CritForge Product Glossary
Plain-language definitions of CritForge's own vocabulary -- Campaign Bible, Generation Power, pinning, retcon, field locks, and more.
Quick Answer
A quick reference for the CritForge-specific terms you'll see across the app: the Campaign Bible (your world's memory), Generation Power (the credit currency), and the controls you use to keep generated content yours -- pinning, retcon, and field locks.
CritForge has a handful of terms of its own. Most of them describe the same idea from different angles: your campaign is yours, the AI works from what you've told it, and you stay in control of what sticks. This page defines that vocabulary in plain language so you know what each one does for you and where to go for the full how-to.

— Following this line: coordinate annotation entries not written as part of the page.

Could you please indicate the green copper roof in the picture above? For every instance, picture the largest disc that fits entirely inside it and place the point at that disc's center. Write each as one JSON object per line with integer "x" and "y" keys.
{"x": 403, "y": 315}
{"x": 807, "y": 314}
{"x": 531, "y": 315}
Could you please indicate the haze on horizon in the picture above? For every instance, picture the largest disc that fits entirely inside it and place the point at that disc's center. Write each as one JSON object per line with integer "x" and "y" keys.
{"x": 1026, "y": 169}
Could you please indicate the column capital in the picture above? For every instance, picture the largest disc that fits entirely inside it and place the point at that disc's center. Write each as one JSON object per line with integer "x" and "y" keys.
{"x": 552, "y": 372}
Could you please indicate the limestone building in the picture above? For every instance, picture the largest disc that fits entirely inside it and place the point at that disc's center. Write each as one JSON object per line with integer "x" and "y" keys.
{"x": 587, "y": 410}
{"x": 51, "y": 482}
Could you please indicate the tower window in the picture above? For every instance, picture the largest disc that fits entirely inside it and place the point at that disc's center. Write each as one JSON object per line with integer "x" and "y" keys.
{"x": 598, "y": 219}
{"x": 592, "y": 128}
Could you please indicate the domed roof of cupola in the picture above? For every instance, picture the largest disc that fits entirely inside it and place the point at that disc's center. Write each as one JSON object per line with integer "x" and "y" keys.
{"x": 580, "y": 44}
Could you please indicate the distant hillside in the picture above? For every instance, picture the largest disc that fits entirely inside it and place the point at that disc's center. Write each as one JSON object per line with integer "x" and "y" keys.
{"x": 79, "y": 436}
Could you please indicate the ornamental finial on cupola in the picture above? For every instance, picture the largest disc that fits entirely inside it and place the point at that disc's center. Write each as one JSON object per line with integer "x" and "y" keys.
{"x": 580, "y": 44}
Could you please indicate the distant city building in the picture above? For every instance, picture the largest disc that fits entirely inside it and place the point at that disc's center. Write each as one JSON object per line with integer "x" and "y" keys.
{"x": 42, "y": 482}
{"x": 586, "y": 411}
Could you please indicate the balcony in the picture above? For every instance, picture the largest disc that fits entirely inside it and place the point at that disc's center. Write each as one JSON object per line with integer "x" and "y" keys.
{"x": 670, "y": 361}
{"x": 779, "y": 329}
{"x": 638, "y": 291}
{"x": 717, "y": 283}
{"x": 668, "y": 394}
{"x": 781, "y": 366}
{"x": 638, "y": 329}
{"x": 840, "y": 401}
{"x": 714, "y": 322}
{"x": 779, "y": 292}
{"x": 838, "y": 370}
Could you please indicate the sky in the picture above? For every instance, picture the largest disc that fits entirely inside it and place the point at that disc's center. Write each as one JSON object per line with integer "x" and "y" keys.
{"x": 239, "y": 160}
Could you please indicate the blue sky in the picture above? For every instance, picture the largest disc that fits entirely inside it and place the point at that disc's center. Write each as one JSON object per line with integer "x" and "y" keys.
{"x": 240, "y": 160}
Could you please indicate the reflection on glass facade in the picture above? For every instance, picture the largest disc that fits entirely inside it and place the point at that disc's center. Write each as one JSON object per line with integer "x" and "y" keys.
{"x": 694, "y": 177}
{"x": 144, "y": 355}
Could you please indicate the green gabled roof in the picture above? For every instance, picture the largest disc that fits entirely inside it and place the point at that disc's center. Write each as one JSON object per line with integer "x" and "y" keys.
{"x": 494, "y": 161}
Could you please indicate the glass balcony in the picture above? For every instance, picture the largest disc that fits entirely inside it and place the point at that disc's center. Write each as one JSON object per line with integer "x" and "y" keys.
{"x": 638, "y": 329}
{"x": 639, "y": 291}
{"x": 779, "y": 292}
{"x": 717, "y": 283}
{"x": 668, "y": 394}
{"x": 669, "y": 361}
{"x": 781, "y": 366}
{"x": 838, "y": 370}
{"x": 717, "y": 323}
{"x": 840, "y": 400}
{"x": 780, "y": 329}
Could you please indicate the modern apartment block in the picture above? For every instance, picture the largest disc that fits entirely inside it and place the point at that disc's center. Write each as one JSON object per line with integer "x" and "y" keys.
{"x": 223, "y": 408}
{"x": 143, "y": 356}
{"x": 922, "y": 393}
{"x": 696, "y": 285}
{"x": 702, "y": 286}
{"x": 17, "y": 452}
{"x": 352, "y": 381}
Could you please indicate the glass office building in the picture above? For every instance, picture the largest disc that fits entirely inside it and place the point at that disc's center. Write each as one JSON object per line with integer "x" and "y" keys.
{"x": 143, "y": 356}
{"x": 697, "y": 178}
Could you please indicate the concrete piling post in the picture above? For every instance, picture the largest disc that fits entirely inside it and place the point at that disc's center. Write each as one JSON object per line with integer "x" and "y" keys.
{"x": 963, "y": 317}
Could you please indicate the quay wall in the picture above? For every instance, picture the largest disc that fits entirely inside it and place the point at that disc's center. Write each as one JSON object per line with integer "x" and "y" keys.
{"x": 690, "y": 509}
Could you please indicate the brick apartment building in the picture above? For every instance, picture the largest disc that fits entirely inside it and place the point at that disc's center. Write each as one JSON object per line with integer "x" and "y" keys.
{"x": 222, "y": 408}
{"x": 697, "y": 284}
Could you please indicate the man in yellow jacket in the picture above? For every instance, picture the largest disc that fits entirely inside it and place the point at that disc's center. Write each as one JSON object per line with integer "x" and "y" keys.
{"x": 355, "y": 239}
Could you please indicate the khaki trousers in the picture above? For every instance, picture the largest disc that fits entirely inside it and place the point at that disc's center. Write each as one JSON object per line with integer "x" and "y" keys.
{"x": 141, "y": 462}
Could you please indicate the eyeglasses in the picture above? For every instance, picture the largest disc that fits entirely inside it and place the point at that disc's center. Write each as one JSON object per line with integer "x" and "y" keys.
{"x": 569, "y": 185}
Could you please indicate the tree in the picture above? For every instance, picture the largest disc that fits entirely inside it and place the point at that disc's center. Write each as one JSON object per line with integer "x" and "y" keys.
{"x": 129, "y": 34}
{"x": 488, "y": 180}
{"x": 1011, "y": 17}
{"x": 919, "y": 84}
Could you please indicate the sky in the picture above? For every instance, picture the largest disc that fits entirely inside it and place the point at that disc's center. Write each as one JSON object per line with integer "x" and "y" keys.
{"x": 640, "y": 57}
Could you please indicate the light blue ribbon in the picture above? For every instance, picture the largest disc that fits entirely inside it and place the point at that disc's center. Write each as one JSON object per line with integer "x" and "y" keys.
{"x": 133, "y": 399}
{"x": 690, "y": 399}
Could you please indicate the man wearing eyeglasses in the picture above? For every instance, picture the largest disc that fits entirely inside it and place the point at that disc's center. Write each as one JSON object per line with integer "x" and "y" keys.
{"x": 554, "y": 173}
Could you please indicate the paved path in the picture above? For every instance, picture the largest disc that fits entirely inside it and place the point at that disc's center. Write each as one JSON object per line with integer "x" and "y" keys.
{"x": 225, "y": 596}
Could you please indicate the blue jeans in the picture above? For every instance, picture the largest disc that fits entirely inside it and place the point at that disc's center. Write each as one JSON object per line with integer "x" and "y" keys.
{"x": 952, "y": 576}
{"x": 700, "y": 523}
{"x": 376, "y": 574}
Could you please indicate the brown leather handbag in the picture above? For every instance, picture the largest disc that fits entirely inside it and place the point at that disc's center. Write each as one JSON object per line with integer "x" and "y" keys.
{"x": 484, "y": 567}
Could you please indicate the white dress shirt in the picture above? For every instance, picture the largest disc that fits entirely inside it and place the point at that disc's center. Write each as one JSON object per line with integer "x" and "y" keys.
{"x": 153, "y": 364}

If you only learn one term here, make it the Campaign Bible. Everything else hangs off it.
Campaign Bible
Your campaign's memory. The Campaign Bible is the canonical, persistent store of everything true about your world: your NPCs, locations, factions, items, timeline events, and plot threads, all compiled into one structured, cross-referenced page.
Here's why it matters more than any other concept in CritForge. Campaign-aware generation reads the Bible first. When you generate a new NPC, plot, or encounter inside a campaign, the AI grounds itself in what your Bible already knows, so new content stays consistent with the world you've built. The shopkeeper you created three sessions ago shows up the same way next time. The faction war you set in motion keeps its sides. The Bible is what makes CritForge campaign-aware instead of generating disconnected one-offs.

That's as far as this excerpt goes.